Comet Should Be Visible in the Dark Sky
We haven't yet seen it ourselves, but a comet has brightened in the night sky. Reports are coming in from around the world about the appearance of Comet Neowise. Without magnification it should look like a thin smudge in the early morning sky. With binoculars or a backyard telescope, you should be able to see the comet and its tail. Observers are reporting the comet in the northeast sky and you should view it about 90 minutes before sunrise. (Yeah, that's pretty darn early this time of year.) Look to the northeast and you'll see the planet Venus. It's bright. Along the horizon north of Venus is the bright star Capella. To the lower left of Capella will be the comet. You may need binoculars to spot it. By the way, it was not named after the main character in the Matrix movies. It was discovered in March by an orbiting telescope - the Near-Earth Object Wide-field Infrared Survey Explorer - NEOWISE.

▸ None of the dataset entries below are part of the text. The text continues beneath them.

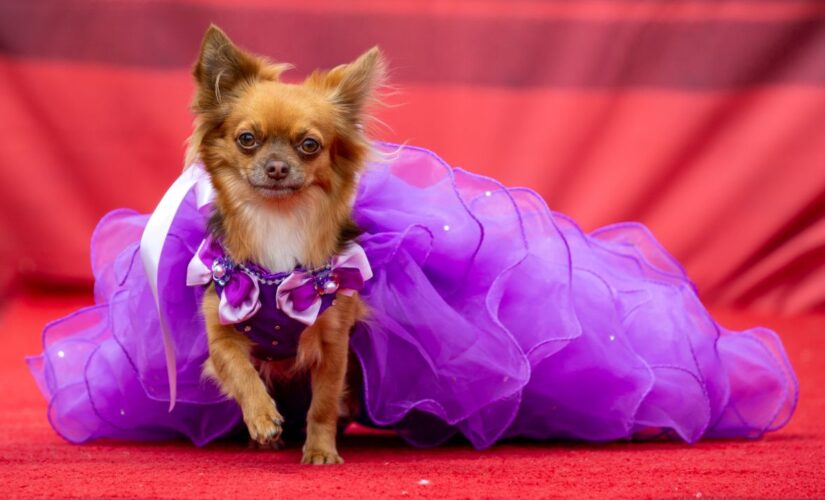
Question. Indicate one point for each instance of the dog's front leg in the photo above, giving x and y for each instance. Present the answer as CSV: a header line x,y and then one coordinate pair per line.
x,y
324,348
229,364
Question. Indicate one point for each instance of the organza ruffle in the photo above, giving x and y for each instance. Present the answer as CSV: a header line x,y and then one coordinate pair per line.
x,y
491,316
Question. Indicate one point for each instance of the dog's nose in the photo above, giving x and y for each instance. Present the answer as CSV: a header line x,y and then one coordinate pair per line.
x,y
277,169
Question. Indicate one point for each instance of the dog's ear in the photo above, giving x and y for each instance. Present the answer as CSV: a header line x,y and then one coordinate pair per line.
x,y
352,86
221,67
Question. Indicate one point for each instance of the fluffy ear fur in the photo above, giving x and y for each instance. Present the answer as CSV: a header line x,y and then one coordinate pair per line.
x,y
222,67
221,71
351,88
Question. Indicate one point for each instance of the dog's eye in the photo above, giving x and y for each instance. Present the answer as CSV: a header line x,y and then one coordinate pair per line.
x,y
247,140
309,146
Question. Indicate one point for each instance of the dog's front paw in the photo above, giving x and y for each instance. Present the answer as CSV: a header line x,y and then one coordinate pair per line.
x,y
264,423
321,457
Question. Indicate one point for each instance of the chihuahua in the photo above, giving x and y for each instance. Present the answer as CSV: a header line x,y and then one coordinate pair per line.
x,y
284,160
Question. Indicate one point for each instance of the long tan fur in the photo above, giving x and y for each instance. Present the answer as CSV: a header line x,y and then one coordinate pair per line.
x,y
239,92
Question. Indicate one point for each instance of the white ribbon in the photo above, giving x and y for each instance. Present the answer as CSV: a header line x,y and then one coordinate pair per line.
x,y
151,247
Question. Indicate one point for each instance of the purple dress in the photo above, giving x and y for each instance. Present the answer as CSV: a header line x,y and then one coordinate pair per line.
x,y
492,317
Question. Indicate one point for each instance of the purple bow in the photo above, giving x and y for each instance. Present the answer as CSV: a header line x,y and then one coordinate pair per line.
x,y
240,295
299,296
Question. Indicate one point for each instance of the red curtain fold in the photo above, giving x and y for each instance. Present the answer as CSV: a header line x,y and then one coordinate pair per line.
x,y
703,120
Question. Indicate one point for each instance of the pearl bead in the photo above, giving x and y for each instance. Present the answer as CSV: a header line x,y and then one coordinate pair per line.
x,y
218,270
330,287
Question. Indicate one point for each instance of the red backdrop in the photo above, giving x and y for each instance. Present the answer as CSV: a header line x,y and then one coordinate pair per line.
x,y
704,120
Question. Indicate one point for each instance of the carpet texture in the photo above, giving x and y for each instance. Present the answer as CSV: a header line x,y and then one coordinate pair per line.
x,y
34,461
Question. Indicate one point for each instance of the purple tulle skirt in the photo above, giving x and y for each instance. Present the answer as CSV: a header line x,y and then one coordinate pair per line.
x,y
492,317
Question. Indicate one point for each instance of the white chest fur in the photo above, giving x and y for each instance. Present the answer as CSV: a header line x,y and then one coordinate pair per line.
x,y
278,238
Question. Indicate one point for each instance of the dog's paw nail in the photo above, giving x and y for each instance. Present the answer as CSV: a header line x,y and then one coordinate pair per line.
x,y
321,458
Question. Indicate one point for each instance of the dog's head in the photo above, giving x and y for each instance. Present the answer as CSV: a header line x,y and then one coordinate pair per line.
x,y
266,141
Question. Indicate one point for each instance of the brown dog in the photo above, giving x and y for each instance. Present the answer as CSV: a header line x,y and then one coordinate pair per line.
x,y
283,159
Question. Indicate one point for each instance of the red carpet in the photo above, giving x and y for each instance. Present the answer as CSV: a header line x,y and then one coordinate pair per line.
x,y
36,462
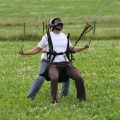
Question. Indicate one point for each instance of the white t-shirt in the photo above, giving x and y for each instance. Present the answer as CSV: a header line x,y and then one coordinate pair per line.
x,y
59,45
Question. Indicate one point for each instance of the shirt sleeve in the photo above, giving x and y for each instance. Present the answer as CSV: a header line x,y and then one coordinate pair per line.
x,y
43,43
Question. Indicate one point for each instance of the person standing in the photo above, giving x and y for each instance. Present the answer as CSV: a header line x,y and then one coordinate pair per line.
x,y
59,62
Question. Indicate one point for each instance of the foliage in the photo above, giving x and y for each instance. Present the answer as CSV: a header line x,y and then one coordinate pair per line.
x,y
14,14
99,66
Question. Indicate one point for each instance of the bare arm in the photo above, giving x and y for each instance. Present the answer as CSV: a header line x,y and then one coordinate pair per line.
x,y
31,52
77,49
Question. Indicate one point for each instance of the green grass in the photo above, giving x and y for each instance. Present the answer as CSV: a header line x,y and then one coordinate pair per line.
x,y
99,66
14,14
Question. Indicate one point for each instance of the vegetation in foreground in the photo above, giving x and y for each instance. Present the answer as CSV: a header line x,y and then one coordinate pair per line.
x,y
99,66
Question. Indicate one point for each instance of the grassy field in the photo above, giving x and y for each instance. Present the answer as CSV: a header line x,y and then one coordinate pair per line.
x,y
100,67
106,14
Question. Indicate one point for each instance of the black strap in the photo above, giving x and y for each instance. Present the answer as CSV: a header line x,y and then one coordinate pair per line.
x,y
54,53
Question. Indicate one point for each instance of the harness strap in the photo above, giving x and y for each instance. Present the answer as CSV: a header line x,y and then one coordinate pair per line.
x,y
54,53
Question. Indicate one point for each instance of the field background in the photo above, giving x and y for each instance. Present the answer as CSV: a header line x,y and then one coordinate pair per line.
x,y
99,65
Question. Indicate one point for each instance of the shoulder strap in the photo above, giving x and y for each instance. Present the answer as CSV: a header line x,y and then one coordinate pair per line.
x,y
68,52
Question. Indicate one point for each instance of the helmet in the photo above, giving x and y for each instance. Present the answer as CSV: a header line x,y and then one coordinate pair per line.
x,y
55,22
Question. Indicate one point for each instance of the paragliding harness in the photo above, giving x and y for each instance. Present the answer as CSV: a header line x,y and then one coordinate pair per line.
x,y
51,54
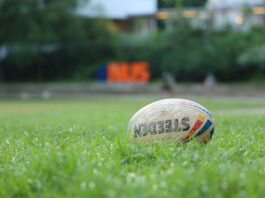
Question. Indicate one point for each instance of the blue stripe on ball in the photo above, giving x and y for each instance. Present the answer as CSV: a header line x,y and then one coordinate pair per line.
x,y
204,128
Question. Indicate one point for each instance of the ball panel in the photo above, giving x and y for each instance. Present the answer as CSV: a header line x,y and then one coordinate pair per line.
x,y
176,119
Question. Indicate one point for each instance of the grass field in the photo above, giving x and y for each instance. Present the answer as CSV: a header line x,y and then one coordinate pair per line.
x,y
80,149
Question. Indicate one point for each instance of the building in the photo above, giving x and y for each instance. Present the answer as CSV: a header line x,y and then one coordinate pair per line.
x,y
238,14
128,16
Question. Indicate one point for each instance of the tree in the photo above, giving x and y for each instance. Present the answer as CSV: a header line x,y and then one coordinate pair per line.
x,y
44,35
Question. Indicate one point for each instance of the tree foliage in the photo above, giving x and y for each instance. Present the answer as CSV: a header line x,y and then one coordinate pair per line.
x,y
46,40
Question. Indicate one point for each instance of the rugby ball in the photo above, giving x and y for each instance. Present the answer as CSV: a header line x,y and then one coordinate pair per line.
x,y
172,119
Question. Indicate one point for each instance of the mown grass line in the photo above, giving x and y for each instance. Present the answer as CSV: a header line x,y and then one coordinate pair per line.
x,y
80,149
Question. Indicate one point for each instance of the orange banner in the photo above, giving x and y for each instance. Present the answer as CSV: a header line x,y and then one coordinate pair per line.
x,y
135,72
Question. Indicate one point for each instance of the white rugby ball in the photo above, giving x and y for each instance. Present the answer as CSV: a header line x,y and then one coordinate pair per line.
x,y
175,119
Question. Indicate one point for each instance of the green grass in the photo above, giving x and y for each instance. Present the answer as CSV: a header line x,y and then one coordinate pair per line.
x,y
80,149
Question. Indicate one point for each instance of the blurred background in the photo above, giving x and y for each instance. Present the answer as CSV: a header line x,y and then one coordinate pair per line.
x,y
65,48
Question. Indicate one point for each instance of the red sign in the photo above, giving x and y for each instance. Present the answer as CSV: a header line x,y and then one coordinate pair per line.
x,y
135,72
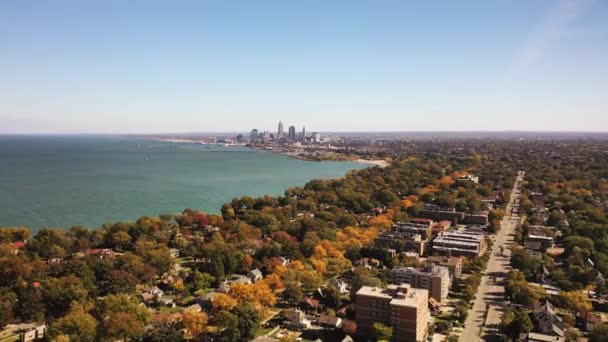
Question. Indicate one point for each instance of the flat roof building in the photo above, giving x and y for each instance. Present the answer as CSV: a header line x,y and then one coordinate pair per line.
x,y
434,278
424,229
459,244
453,264
400,306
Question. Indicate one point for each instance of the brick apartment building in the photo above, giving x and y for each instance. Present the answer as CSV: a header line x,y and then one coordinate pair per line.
x,y
400,306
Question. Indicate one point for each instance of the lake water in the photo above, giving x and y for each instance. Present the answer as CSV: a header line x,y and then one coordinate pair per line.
x,y
61,181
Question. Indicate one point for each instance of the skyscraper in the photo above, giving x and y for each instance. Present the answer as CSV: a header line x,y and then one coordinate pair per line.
x,y
254,135
292,133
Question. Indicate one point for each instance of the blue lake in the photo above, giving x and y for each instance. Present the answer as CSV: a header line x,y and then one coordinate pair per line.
x,y
62,181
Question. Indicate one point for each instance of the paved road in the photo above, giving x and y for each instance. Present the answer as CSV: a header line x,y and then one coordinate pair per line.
x,y
490,295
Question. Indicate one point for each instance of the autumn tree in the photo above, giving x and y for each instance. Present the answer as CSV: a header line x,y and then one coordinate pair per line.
x,y
195,323
382,332
78,326
124,326
223,302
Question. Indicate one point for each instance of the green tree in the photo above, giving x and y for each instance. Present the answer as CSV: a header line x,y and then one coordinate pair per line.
x,y
248,320
382,332
124,326
599,333
78,325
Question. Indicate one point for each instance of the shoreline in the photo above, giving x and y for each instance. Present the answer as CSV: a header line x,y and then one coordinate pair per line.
x,y
378,162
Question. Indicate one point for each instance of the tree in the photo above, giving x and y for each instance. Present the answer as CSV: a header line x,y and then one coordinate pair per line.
x,y
515,322
461,311
108,305
118,281
223,302
382,332
259,294
164,329
195,323
248,320
124,326
293,293
59,293
8,300
78,326
599,333
229,324
349,328
577,301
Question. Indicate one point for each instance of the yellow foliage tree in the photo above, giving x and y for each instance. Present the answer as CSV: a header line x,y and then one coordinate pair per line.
x,y
195,323
577,301
274,282
258,294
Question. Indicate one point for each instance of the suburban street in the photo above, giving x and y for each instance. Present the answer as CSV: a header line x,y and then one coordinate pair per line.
x,y
490,295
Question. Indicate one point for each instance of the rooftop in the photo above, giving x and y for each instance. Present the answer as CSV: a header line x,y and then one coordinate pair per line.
x,y
401,295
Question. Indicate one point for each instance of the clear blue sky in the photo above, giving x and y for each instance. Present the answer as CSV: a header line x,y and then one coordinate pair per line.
x,y
377,65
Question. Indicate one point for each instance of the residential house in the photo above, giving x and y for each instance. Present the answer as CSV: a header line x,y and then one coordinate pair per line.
x,y
538,239
297,319
311,304
330,321
103,253
35,333
595,319
339,285
537,337
468,178
174,252
547,320
255,275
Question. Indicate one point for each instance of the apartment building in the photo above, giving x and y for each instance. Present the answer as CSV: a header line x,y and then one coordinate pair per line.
x,y
435,279
459,244
400,306
453,264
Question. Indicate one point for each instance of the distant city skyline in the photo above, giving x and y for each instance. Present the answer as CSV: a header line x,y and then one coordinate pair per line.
x,y
340,66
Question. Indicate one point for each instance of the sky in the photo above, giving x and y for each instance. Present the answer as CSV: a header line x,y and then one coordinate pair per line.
x,y
116,66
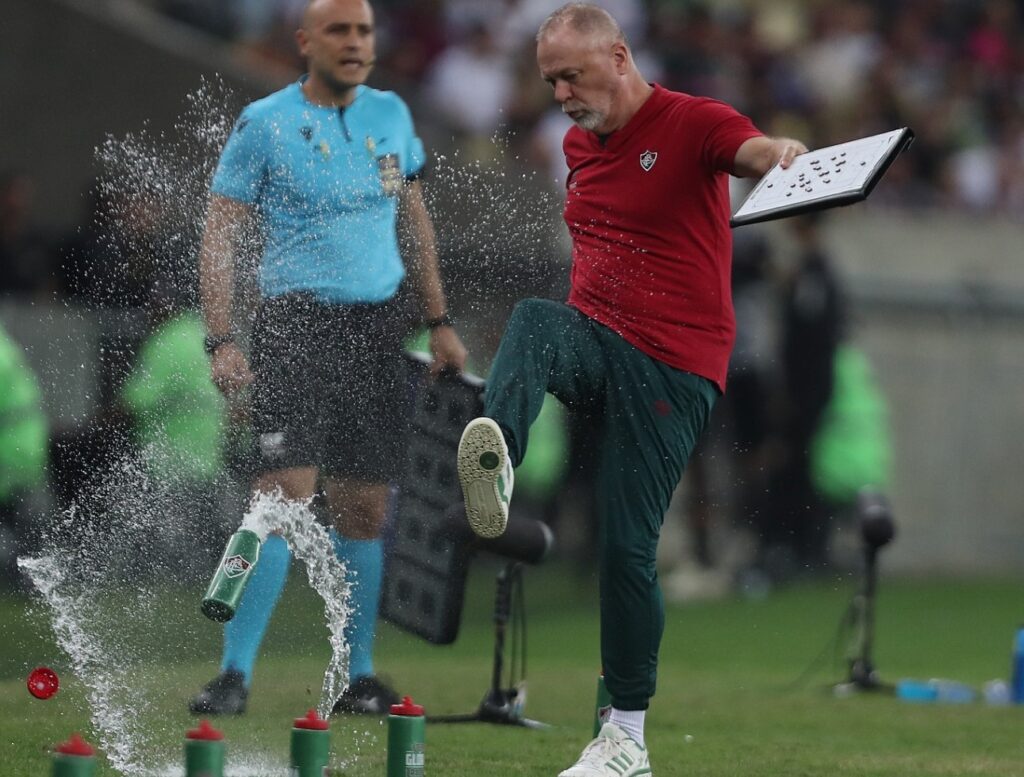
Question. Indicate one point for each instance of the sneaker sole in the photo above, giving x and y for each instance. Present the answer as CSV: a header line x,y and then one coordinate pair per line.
x,y
484,510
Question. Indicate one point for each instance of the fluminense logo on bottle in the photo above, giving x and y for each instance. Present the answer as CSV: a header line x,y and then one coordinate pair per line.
x,y
414,761
236,565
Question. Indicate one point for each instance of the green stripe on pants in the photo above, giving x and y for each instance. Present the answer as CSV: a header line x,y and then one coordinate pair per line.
x,y
651,417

After July 14, viewing the comet is better in the evening. Look to the northwestern sky an hour after sunset. It will be below the Big Dipper. Astronomers are not sure how much longer it will be visible. It passed by the Sun July 3rd and will be closest to Earth on the 22nd, but the farther away from the Sun it gets, the dimmer its tail should be. But, what the heck - take a look anyway. The astronomers have figured out its loop around the Sun and the next time it comes near the Earth will be about 7,000 years from now - give or take a century or two. A final note - the Perseid Meteor Shower will peak August 12th, but you'll see some shooting stars at least a week or two before that date. Here in Montana, there are some great dark places to see the night sky.